Her phone rang, and she turned her back on Sylvain to answer it. “Please tell me this is you,” her grandfather begged her on the phone. “The Chocolate Thief.”
“Grandpa! Do you really think I would?”
“Well, I hope so,” he said indignantly. “I think your father is the only white sheep in the family. No idea how it happened. You would think he would be at least brown.”
“Has Dad seen any of the blogs?”
“I doubt it. He’s too busy to read blogs, your father. Besides, if he had, you wouldn’t have to ask me the question.”
That was true. Her father would have been calling her at midnight again. About something other than Devon Candy, for once.
“Well, don’t point them out to him.”
“No,” her grandfather promised. Then he added, unreas-suringly, “It’s hard not to gloat, though. Your dad was so determined to raise you right, but I knew one of you girls would turn out to be a chip off the old block of chocolate.

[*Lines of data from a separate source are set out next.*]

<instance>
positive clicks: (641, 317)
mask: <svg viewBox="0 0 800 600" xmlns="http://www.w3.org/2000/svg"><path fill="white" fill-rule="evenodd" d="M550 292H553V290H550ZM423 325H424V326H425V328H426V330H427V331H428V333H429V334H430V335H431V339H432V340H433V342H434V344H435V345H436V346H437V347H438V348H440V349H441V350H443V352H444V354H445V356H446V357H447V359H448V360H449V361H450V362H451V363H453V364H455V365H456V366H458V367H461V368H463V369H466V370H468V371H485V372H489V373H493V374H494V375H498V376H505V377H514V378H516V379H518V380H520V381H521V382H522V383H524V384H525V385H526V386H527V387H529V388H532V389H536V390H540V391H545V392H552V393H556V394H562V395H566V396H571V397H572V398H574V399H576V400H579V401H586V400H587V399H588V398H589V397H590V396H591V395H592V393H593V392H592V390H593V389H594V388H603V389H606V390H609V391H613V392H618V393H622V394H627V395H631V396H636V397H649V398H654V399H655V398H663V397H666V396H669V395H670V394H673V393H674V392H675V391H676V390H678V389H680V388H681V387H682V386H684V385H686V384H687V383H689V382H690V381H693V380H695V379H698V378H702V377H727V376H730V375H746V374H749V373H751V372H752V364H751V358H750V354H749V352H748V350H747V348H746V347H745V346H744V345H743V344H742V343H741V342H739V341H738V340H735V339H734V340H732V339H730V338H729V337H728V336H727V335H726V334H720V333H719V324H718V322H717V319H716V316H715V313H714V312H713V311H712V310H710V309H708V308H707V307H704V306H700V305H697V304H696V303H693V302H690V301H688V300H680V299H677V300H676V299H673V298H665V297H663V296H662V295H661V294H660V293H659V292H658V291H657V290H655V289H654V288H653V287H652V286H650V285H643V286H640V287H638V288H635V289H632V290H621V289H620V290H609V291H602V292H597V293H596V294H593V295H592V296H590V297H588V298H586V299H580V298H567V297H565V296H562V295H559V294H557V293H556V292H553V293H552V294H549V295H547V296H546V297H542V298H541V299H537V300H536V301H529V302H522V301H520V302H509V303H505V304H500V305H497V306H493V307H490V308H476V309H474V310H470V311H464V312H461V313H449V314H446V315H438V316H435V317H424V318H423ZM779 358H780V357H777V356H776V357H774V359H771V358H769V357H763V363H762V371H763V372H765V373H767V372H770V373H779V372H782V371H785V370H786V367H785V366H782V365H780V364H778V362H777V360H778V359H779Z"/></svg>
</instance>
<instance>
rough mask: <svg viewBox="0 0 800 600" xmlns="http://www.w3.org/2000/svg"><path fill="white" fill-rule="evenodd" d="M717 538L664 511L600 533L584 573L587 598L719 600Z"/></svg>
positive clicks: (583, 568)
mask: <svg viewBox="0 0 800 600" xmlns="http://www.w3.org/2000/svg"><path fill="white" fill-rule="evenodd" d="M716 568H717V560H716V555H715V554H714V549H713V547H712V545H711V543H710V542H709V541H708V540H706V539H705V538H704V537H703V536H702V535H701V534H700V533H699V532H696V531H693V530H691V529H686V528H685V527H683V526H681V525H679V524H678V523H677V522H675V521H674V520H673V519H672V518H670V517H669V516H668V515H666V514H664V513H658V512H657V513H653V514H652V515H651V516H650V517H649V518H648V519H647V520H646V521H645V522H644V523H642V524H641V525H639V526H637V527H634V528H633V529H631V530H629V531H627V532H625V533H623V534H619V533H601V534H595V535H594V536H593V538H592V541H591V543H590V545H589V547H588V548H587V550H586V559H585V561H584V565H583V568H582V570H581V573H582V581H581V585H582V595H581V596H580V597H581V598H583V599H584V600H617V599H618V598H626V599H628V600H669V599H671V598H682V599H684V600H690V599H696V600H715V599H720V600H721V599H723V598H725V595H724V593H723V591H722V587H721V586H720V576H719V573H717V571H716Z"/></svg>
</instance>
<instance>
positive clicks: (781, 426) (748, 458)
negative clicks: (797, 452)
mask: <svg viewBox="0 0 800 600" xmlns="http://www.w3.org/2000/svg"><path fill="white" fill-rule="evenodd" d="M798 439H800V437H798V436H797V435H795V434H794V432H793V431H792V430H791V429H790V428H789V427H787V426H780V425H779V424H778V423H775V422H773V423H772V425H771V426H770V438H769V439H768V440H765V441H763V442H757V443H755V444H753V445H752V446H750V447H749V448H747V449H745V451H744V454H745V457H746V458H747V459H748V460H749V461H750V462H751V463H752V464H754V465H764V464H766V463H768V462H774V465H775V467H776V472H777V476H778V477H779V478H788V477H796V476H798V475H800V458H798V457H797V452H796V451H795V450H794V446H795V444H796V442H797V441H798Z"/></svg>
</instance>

Although—not to speak ill of the dead, but between Jaime getting arrested at G8 summits as an annual tradition and you acting like your goal in life was to wear a suit and sit in an office—I was starting to think some bad thoughts about your mother’s gene pool. Tell you what, honey, what do you say to me flying over there and the two of us hitting up one of those Swiss factories, just for the fun of it?”
“Are you staying here?” Sylvain asked right by her shoulder, and she jumped so violently, he had to catch her to keep her from falling over.
“I’m on the phone,” she told him severely and turned her shoulder on him. He let go of her so she could do that, much to her regret. She tried to pull the door open, but it stayed locked. She frowned and typed the code again. “Oh, no one, Grandpa, it’s just that Marquis chocolatier I mentioned to you.”
“Really?” Grandpa Jack sounded delighted. “Is there any way you can make sure I hear what he’s saying? Can you put your phone on speaker so he can hear me? I know some really good cuss words in French.”
“No. And don’t come flying over here. This is my thing.” If Sylvain hadn’t come nosing over, she might have tried to convince her grandfather she wasn’t really stealing chocolate secrets, but she couldn’t figure out how to do that in front of the person she was stealing them from. Probably just as well. Grandpa was so proud of her.